Ok the question says, two identical sinusodial waves with a wavelength of 3.0 m and traveling in the same direction with a v of 2m/s. Starting from the same point, just the second waves starts later. and the amplitude of the resultant wave is the same as each of the initial waves.

Find the min. time interval between the two waves

So, I would suppose I would need the phase difference, so I found it and it is 2/3 pi. now I asked my teacher and he said to use this equation to find the time interval.

T/3 = 1/3f

so I get I would just sub for f with v and wavelength

what I don't get is the 3. I see it comes from my phase difference, but could someone explain that a little further. Like what if my phase shift was 4/5 pi? would the equation become T/5 =1/5f ?

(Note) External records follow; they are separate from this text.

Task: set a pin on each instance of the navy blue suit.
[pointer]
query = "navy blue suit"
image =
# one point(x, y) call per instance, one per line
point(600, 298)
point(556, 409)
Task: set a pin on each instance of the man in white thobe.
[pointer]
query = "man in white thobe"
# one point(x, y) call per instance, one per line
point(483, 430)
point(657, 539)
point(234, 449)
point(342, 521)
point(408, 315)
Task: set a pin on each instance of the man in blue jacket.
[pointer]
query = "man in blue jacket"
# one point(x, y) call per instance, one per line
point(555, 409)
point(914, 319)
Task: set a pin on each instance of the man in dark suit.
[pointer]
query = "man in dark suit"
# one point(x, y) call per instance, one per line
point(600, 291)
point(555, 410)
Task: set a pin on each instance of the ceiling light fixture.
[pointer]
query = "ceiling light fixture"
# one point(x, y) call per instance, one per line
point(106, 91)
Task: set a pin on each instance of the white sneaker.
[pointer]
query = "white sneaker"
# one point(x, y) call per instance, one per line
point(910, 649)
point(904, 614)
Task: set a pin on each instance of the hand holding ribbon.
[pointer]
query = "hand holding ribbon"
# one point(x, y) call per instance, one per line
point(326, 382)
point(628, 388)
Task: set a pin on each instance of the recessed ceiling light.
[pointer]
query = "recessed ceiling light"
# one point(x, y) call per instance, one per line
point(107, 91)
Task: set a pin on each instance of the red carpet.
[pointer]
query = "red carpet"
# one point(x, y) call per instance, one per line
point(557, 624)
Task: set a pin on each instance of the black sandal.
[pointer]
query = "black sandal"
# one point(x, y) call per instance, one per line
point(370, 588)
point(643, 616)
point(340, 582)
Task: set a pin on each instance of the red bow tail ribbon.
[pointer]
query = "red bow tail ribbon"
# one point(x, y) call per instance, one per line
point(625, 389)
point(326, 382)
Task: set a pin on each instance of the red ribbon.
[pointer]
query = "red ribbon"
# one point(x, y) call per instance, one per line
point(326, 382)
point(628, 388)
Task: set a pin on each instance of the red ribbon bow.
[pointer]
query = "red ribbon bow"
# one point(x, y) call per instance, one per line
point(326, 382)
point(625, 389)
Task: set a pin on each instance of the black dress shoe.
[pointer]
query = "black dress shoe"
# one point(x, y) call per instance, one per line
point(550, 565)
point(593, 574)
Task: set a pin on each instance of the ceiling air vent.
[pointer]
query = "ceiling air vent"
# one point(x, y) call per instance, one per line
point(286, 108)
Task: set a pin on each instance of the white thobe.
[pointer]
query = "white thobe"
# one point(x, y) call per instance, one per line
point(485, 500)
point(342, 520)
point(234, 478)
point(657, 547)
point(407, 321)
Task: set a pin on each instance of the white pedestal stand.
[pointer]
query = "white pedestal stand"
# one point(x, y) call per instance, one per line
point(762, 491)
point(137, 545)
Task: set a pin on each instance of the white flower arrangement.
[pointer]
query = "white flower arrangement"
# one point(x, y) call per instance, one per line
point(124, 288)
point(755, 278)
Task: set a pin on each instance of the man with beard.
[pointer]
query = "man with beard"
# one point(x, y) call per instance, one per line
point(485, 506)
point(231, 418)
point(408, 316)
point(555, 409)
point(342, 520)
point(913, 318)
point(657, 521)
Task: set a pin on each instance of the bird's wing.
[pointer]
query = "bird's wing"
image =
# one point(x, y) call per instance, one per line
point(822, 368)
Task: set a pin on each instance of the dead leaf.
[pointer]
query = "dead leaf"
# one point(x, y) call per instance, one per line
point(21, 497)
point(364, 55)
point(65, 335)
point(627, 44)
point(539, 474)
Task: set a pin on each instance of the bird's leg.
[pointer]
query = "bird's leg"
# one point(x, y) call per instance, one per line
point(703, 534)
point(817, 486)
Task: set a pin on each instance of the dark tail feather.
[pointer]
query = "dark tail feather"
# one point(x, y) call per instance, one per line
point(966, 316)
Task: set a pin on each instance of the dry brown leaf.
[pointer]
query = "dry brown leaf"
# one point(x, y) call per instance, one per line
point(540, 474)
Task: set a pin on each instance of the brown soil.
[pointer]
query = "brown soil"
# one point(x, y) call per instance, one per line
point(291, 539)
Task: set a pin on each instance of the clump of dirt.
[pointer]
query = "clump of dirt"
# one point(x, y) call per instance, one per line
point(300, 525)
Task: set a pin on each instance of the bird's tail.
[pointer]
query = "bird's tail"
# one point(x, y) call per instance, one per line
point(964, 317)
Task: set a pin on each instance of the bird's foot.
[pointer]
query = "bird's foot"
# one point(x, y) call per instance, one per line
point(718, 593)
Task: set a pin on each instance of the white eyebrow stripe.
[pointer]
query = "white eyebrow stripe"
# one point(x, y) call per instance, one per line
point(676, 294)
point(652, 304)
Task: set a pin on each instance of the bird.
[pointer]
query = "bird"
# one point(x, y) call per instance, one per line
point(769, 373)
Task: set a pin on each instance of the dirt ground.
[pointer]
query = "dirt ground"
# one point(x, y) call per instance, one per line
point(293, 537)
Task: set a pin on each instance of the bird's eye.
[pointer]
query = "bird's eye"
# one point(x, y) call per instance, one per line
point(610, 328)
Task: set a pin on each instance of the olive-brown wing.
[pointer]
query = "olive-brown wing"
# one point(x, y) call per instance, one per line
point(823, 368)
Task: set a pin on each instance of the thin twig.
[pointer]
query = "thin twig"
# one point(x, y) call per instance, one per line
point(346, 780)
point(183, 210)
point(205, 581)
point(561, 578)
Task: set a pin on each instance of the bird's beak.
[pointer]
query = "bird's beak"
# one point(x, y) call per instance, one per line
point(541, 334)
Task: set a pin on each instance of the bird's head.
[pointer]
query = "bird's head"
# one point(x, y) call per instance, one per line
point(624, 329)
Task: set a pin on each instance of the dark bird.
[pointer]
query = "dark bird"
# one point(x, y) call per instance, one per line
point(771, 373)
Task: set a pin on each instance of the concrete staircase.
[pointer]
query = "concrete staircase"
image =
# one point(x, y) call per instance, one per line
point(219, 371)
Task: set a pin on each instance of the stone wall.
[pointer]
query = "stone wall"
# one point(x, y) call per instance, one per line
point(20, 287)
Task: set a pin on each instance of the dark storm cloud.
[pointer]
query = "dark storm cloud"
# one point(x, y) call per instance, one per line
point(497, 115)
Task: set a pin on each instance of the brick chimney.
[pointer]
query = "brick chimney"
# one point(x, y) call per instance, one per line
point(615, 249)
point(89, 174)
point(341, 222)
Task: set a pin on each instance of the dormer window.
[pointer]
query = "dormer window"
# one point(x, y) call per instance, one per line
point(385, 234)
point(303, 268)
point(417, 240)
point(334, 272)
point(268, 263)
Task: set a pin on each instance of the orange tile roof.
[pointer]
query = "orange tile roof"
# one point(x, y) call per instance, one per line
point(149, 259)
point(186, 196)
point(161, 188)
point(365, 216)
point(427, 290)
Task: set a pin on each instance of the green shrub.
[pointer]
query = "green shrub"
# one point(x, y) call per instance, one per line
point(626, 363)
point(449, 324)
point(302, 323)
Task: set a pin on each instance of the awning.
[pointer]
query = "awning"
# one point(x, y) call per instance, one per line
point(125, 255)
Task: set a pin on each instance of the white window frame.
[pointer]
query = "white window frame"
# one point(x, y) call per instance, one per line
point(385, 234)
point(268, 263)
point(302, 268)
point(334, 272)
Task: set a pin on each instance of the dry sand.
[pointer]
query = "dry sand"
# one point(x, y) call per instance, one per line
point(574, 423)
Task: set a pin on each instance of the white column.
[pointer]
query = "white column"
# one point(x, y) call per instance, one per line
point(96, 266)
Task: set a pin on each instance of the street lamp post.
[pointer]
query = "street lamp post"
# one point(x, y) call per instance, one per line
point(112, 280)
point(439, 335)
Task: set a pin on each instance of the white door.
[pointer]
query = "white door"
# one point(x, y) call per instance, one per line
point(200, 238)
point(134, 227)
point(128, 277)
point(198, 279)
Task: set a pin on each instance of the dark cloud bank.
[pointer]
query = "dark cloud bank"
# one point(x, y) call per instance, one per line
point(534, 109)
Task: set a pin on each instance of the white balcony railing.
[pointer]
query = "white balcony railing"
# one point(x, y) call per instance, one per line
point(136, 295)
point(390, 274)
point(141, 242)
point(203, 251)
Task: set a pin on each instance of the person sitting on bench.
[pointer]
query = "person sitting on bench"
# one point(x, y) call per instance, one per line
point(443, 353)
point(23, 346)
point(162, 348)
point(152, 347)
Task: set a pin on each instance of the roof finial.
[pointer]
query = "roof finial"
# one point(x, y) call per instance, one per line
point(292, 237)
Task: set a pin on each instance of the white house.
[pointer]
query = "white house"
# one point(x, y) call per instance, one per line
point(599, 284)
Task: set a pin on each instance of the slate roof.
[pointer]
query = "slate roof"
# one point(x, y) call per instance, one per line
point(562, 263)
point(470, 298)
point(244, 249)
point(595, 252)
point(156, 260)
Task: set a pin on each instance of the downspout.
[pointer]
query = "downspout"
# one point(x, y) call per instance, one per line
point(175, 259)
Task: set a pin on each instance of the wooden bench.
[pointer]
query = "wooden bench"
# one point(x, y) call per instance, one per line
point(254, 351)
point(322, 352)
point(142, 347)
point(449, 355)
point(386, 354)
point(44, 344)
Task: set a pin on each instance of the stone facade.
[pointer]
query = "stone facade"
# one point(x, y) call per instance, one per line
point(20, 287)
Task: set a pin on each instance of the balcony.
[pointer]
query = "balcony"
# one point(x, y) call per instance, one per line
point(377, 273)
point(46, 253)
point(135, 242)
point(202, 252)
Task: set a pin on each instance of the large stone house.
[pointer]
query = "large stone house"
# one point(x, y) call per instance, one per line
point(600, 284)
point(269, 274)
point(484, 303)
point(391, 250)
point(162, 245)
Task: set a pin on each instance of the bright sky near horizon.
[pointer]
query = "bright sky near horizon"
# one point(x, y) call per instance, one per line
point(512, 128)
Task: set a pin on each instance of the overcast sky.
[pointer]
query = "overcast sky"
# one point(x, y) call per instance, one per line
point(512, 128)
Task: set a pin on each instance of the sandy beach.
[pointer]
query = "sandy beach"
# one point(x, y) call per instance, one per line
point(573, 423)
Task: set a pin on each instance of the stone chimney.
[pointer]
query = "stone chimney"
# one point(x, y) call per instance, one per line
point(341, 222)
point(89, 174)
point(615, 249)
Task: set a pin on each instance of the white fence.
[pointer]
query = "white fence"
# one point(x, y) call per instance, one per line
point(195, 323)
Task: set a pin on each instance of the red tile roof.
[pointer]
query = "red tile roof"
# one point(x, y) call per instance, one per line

because I don't really get where the two goes and how I would know to put a 3 under T

Last edited: Feb 1, 2013
2. Feb 1, 2013

rollingstein

I see emptiness....

3. Feb 1, 2013

Fixed it!

4. Feb 1, 2013

Staff: Mentor

You know that 1 cycle corresponds to 2 radians.
So then x cycles correspond to (2/3). Find x.

5. Feb 1, 2013

haruspex

Yes, period = 1/frequency, and you can calculate the frequency from wavelength and speed. What remains is to say what one whole period corresponds to in terms of phase, and what fraction of that is the phase shift you found.

6. Feb 2, 2013

randoreds

T

Thanks, I think I get it. just to be sure. Theoretically if I found the phase shift to be 3/5 pi and all the other variable were the same as in the problem. My T would be 2/5 T because one sine wave is 2/5 pi ahead of the other, right?

7. Feb 2, 2013

haruspex

No. Try answering my question first: what, in radians, would a phase shift of a whole period be? Then, what fraction of that would 3/5 pi be?